Reference no: EM133514882
Assignment:
1. Read Loretta Ross' article for the week, "Personal Journey...." Using her work and a notes for the week, discuss what reproductive justice is and why we all should care about reproductive justice. What does her story teach us about the need for reproductive justice? Be sure to include evidence from the reading and notes.
2. Read Collins' "Very Necessary...." Discuss, then, Collin's point about a hegemonic femininity in the section (pp. 193-199) "Work that Body: African American Women and Hegemonic femininity." Explain three points that she makes about African American women and hegemonic femininity, her criticism of hegemonic femininity and why femininity understood in these ways are oppressive for Africana women? For full credit be sure to discuss hair texture and female features; heterosexual; and work, marriage (motherhood and wealth).
3. Think about the above question and how femininity is a gender ideology, and how it is oppressive/ hegemonic as you unpacked above. Know that a gender ideology is taken for granted assumptions about what is feminine and masculine and how men and women and other folks who define themselves beyond these two categories, should define themselves and behave in the world. Also know that gender ideologies for African Americans evolved during enslavement and in contrast two white masculinity and white femininity, which are again, oppressive.
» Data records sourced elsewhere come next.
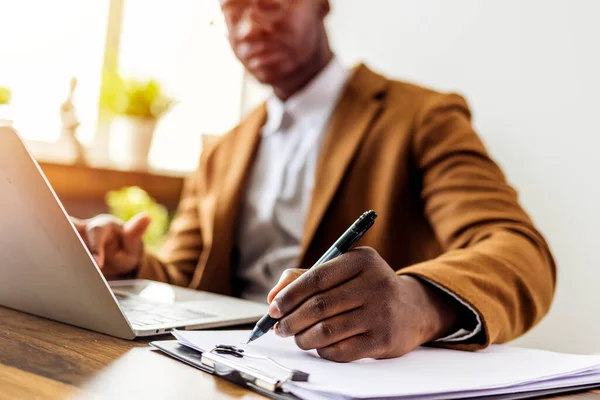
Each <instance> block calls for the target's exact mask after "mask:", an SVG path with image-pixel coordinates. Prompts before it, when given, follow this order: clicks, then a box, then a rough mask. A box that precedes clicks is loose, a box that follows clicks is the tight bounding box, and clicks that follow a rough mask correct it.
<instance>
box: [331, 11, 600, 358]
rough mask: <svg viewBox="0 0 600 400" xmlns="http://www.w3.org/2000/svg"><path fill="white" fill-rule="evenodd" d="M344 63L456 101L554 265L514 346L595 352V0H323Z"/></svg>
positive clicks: (599, 166)
mask: <svg viewBox="0 0 600 400" xmlns="http://www.w3.org/2000/svg"><path fill="white" fill-rule="evenodd" d="M332 7H333V13H332V15H331V17H330V20H329V28H330V36H331V40H332V43H333V46H334V48H335V50H336V52H337V54H338V56H339V57H340V58H341V59H342V60H343V61H344V62H345V63H347V64H348V65H352V64H354V63H355V62H357V61H358V60H364V61H366V62H367V64H368V65H369V66H371V67H373V68H375V69H376V70H378V71H380V72H383V73H385V74H387V75H388V76H392V77H396V78H400V79H404V80H410V81H414V82H417V83H420V84H423V85H427V86H430V87H433V88H436V89H439V90H455V91H458V92H460V93H461V94H463V95H465V96H466V97H467V100H468V101H469V103H470V105H471V106H472V109H473V111H474V123H475V125H476V127H477V129H478V132H479V133H480V134H481V136H482V137H483V139H484V141H485V143H486V144H487V146H488V148H489V150H490V152H491V154H492V156H493V157H494V158H495V159H496V160H497V161H498V162H499V163H500V165H501V166H502V167H503V169H504V171H505V172H506V174H507V176H508V178H509V180H510V181H511V183H512V184H513V185H514V186H515V187H516V188H517V190H518V191H519V192H520V195H521V201H522V204H523V205H524V206H525V208H526V209H527V210H528V212H529V213H530V215H531V216H532V217H533V219H534V221H535V222H536V224H537V225H538V227H539V228H540V229H541V231H542V232H543V233H544V234H545V236H546V237H547V239H548V241H549V243H550V245H551V247H552V250H553V252H554V255H555V257H556V259H557V262H558V267H559V281H558V289H557V293H556V298H555V302H554V305H553V307H552V310H551V312H550V314H549V315H548V317H547V318H546V319H545V320H544V321H543V322H542V323H541V324H540V325H539V326H538V327H537V328H535V329H534V330H533V331H532V332H531V333H529V334H528V335H526V336H525V337H523V338H522V339H519V340H518V341H517V343H518V344H520V345H525V346H530V347H541V348H548V349H554V350H561V351H573V352H600V340H598V339H600V237H599V236H600V235H599V229H600V178H599V177H598V173H600V152H599V146H600V129H599V125H600V76H599V74H600V24H599V23H598V16H600V1H596V0H587V1H586V0H486V1H480V0H450V1H449V0H418V1H415V0H368V1H366V0H333V1H332Z"/></svg>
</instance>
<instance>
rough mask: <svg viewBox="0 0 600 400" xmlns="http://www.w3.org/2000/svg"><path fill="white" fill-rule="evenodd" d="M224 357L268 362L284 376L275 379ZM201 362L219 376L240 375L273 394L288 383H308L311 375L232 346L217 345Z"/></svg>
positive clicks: (264, 357) (222, 344)
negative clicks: (247, 359) (299, 382)
mask: <svg viewBox="0 0 600 400" xmlns="http://www.w3.org/2000/svg"><path fill="white" fill-rule="evenodd" d="M224 355H230V356H233V357H235V358H238V359H244V358H247V359H255V360H263V361H267V362H269V363H271V364H272V365H274V366H276V367H277V368H278V369H279V370H281V372H282V374H281V375H280V376H279V377H274V376H271V375H269V374H267V373H265V372H263V371H260V370H258V369H256V368H254V367H251V366H247V365H243V364H240V363H239V362H238V361H236V360H233V359H231V358H227V357H223V356H224ZM201 362H202V364H204V365H205V366H207V367H209V368H212V369H213V370H214V371H215V373H216V374H218V375H223V376H229V377H232V375H238V376H237V379H238V380H242V381H245V382H248V383H250V384H254V385H256V386H258V387H260V388H262V389H266V390H269V391H272V392H275V391H276V390H277V389H281V386H282V385H283V384H284V383H285V382H287V381H294V382H307V381H308V377H309V374H308V373H306V372H303V371H299V370H296V369H290V368H288V367H286V366H284V365H281V364H279V363H278V362H276V361H275V360H273V359H271V358H269V357H264V356H256V355H252V354H249V353H247V352H245V351H244V349H240V348H238V347H236V346H232V345H224V344H220V345H216V346H215V347H214V348H213V349H212V350H210V351H208V352H204V353H202V358H201Z"/></svg>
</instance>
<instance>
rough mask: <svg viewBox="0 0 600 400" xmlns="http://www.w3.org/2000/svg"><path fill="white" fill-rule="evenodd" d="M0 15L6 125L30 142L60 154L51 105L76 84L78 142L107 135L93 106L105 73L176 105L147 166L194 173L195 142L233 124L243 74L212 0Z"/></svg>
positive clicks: (46, 151) (142, 2)
mask: <svg viewBox="0 0 600 400" xmlns="http://www.w3.org/2000/svg"><path fill="white" fill-rule="evenodd" d="M0 15H2V23H0V37H1V38H2V40H1V41H0V57H1V58H2V62H0V86H7V87H9V88H10V89H11V91H12V102H11V105H10V114H11V117H12V120H13V121H14V125H15V127H16V128H17V129H18V130H19V131H20V133H21V134H22V135H23V136H24V137H25V138H26V139H28V140H30V141H33V143H32V144H39V143H37V142H39V141H42V142H46V145H45V146H46V148H47V149H50V148H51V149H52V150H51V151H52V152H54V153H57V154H58V153H61V152H62V150H63V149H61V148H60V147H61V145H59V144H57V140H58V139H59V136H60V130H61V120H60V106H61V104H62V103H63V102H64V101H65V99H66V98H67V96H68V92H69V85H70V81H71V78H72V77H76V78H77V82H78V84H77V88H76V91H75V97H74V101H73V102H74V106H75V109H76V113H77V116H78V119H79V121H80V123H81V125H80V126H79V128H78V131H77V132H78V133H77V134H78V138H79V139H80V141H81V142H82V143H84V144H85V145H86V146H96V142H97V140H94V139H98V138H99V136H98V135H102V134H107V132H103V131H104V129H102V128H100V129H98V127H99V126H100V127H102V126H103V121H98V118H99V112H98V108H99V104H98V103H99V102H98V99H99V94H100V87H101V80H102V71H103V69H107V68H111V67H113V68H114V67H116V68H117V69H118V72H119V73H120V74H122V75H123V76H125V77H132V78H141V79H143V78H150V77H151V78H154V79H156V80H158V81H159V82H160V83H161V85H162V87H163V89H164V91H165V92H166V93H167V94H168V95H170V96H171V97H173V98H174V99H175V100H176V105H175V106H174V107H173V108H172V109H171V111H169V112H168V113H167V114H166V115H165V116H164V117H163V118H162V119H161V120H160V121H159V124H158V126H157V130H156V134H155V138H154V142H153V146H152V150H151V153H150V166H151V167H154V168H157V169H167V170H171V171H189V170H192V169H194V168H195V166H196V165H197V162H198V157H199V154H200V150H201V149H200V146H201V135H202V134H203V133H209V134H219V133H223V132H225V131H227V130H228V129H230V128H231V127H233V126H234V125H235V124H236V123H237V122H238V121H239V117H240V109H241V92H242V83H243V79H244V72H243V68H242V67H241V65H240V64H239V63H238V62H237V60H236V59H235V57H234V55H233V54H232V52H231V50H230V48H229V45H228V43H227V40H226V37H225V28H224V24H223V21H222V16H221V12H220V8H219V2H218V1H216V0H214V1H212V0H211V1H206V0H201V1H174V2H166V1H164V0H127V1H125V0H94V1H81V0H55V1H52V2H45V1H38V0H19V1H12V0H0ZM109 16H110V17H109ZM109 19H110V21H109ZM109 22H110V23H109ZM7 38H8V39H7ZM107 38H108V39H107ZM117 49H118V53H117V54H116V57H112V58H111V56H110V52H111V51H115V50H117ZM107 54H108V56H107ZM99 122H100V123H99ZM104 126H106V125H104ZM115 136H118V135H115ZM34 147H35V146H34ZM38 147H39V146H38ZM93 150H96V148H94V149H93ZM34 153H35V152H34ZM45 153H47V151H45ZM57 158H60V155H59V156H57Z"/></svg>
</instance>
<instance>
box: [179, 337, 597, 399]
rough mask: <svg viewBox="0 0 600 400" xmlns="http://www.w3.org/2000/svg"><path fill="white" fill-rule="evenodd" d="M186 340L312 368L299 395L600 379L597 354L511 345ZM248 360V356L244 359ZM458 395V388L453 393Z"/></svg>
mask: <svg viewBox="0 0 600 400" xmlns="http://www.w3.org/2000/svg"><path fill="white" fill-rule="evenodd" d="M175 335H176V337H177V338H178V340H179V341H180V342H182V344H185V345H188V346H192V347H195V348H196V349H197V350H200V351H206V350H210V349H212V348H213V347H215V346H216V345H218V344H229V345H235V346H238V347H240V348H243V349H245V350H246V351H247V352H248V353H250V354H254V355H261V356H267V357H270V358H272V359H274V360H275V361H277V362H279V363H281V364H283V365H285V366H287V367H289V368H294V369H299V370H302V371H305V372H308V373H309V374H310V378H309V382H306V383H304V382H289V383H286V386H285V387H286V388H288V389H290V391H292V392H293V393H294V394H296V395H298V396H299V397H302V398H307V399H310V398H323V397H324V396H325V395H326V396H327V397H335V398H340V397H341V398H373V397H407V398H408V397H410V398H415V399H416V398H419V397H429V398H430V397H433V395H444V398H451V397H455V398H460V397H465V396H466V395H467V394H468V395H469V396H473V397H475V396H479V395H483V394H485V395H490V394H502V393H514V392H515V391H528V390H537V389H543V388H553V387H567V386H572V385H575V384H583V383H586V384H587V383H596V382H598V383H600V368H599V366H600V355H594V356H586V355H569V354H559V353H552V352H547V351H541V350H529V349H521V348H516V347H510V346H491V347H490V348H488V349H486V350H483V351H479V352H462V351H456V350H447V349H433V348H426V347H423V348H418V349H416V350H414V351H412V352H411V353H409V354H407V355H405V356H403V357H399V358H395V359H389V360H373V359H368V360H360V361H356V362H352V363H345V364H344V363H335V362H331V361H327V360H324V359H322V358H320V357H319V356H318V354H317V353H316V351H308V352H307V351H303V350H301V349H299V348H298V347H297V346H296V344H295V342H294V339H293V338H280V337H278V336H276V335H275V334H274V333H272V332H269V333H267V334H266V335H265V336H263V337H262V338H260V339H258V340H257V341H255V342H252V343H251V344H249V345H246V344H245V342H246V340H247V339H248V335H249V332H248V331H192V332H190V331H178V332H176V334H175ZM244 362H246V360H244ZM451 394H454V395H451Z"/></svg>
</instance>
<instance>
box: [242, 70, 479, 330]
mask: <svg viewBox="0 0 600 400" xmlns="http://www.w3.org/2000/svg"><path fill="white" fill-rule="evenodd" d="M348 77H349V71H348V70H347V69H346V68H344V66H342V65H341V64H340V63H339V61H338V60H337V59H335V58H334V59H333V60H332V61H331V62H330V63H329V64H328V65H327V66H326V67H325V69H323V71H321V72H320V73H319V75H317V76H316V77H315V78H314V79H313V80H312V81H311V82H310V83H309V84H308V85H307V86H306V87H305V88H304V89H302V90H301V91H300V92H298V93H296V94H295V95H294V96H292V97H290V98H289V99H288V100H287V101H285V102H282V101H281V100H280V99H279V98H277V97H276V96H275V95H271V97H270V98H269V99H268V100H267V121H266V123H265V125H264V127H263V130H262V140H261V143H260V147H259V150H258V154H257V156H256V158H255V161H254V164H253V166H252V171H251V173H250V177H249V179H248V183H247V187H246V190H245V192H244V193H245V194H244V198H243V199H242V203H241V208H240V220H239V223H238V229H237V232H236V245H237V247H238V249H239V251H240V254H239V256H240V257H239V264H238V266H237V269H236V278H237V279H238V280H240V281H241V282H242V283H243V291H242V293H241V295H242V297H243V298H246V299H249V300H255V301H259V302H264V301H266V297H267V294H268V293H269V291H270V290H271V288H272V287H273V286H275V284H276V283H277V281H278V280H279V277H280V275H281V273H282V272H283V271H284V270H286V269H288V268H295V267H297V263H298V257H299V255H300V241H301V239H302V235H303V230H304V220H305V216H306V212H307V210H308V206H309V204H310V200H311V196H312V191H313V186H314V183H315V172H316V165H317V157H318V155H319V151H320V148H321V144H322V141H323V136H324V134H325V131H326V128H327V124H328V121H329V118H330V117H331V114H332V113H333V109H334V107H335V105H336V103H337V101H338V99H339V97H340V95H341V93H342V89H343V88H344V85H345V83H346V80H347V79H348ZM430 283H431V282H430ZM441 289H442V290H445V289H443V288H441ZM445 291H446V290H445ZM446 292H447V291H446ZM449 294H450V295H451V296H453V297H454V298H456V299H457V300H458V301H459V302H461V303H462V304H464V305H465V306H466V307H469V306H468V305H467V304H466V303H465V302H464V301H462V300H461V299H460V298H458V297H457V296H456V295H455V294H453V293H449ZM469 308H470V309H471V311H473V313H474V314H475V316H476V318H477V322H478V325H477V328H476V329H475V330H473V331H471V332H469V331H465V330H462V329H461V330H460V331H458V332H455V333H454V334H452V335H450V336H447V337H446V338H444V339H442V340H444V341H462V340H466V339H468V338H470V337H472V336H474V335H476V334H477V333H478V332H480V331H481V319H480V317H479V315H478V314H477V313H476V312H475V311H474V310H473V309H472V308H471V307H469Z"/></svg>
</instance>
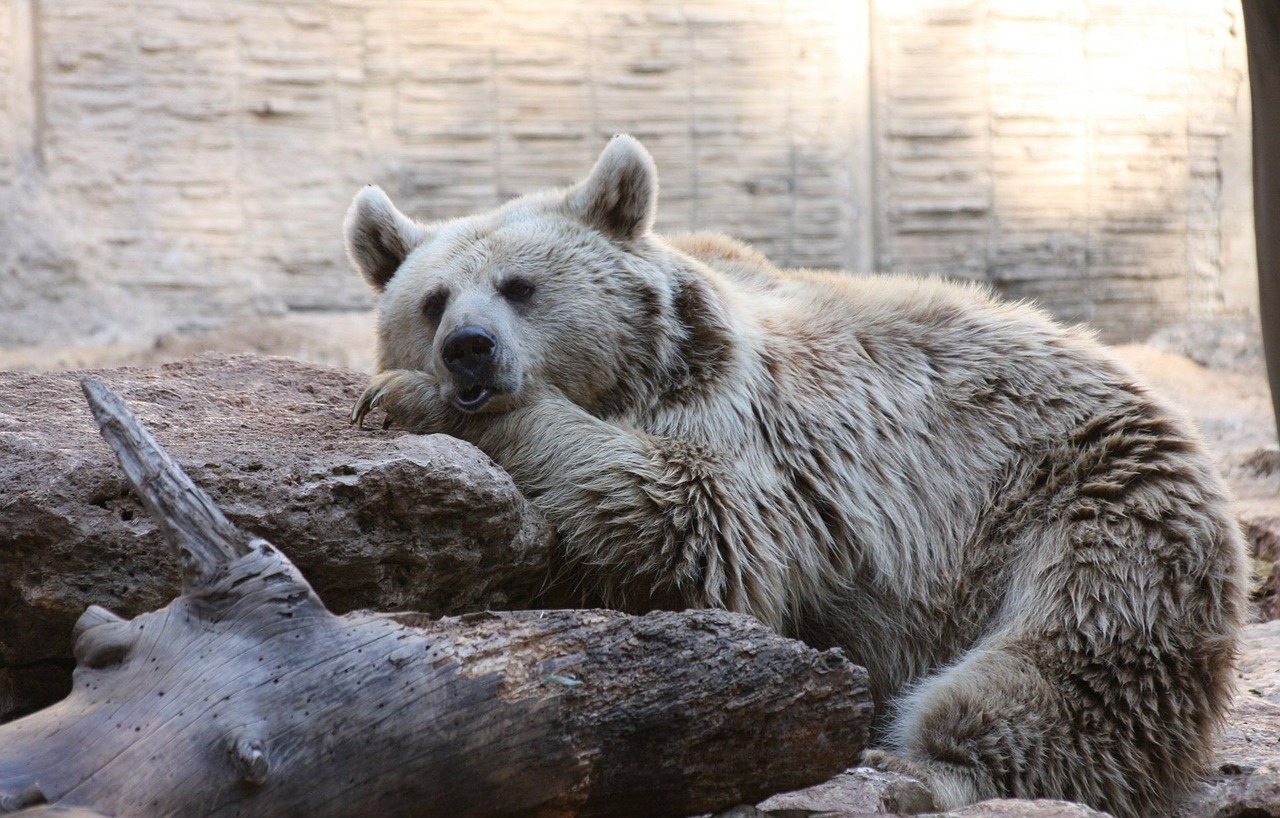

Given the above, move through Collins' (pp. 199-212) and discuss two suggestions about what a new Black gender ideology for Black women, men and others, would look like and the basic ideas that this ideology seeks to challenge in specific terms because as she writes, a new ideology "cannot be based upon someone else's subordination." For full credit discuss challenges to global capitalist ways of economic survival (205-206);
4. From Ani's, "To Be Afrikan" reading....Given all that we have discussed in the past five weeks, should we return to an African way of thinking as a way to understand Africana women? Collins' suggests this point in regards to sexuality. What does it mean for us to be Afrikan, according to Marimba Ani? What is her argument and what is her rationale for making this point(s)? What is Sankofa and what does this term have to do with being Afrikan; who is she talking to? Finally, do you agree or disagree with her argument as we think about the experiences of Africana women in America? Why or why not?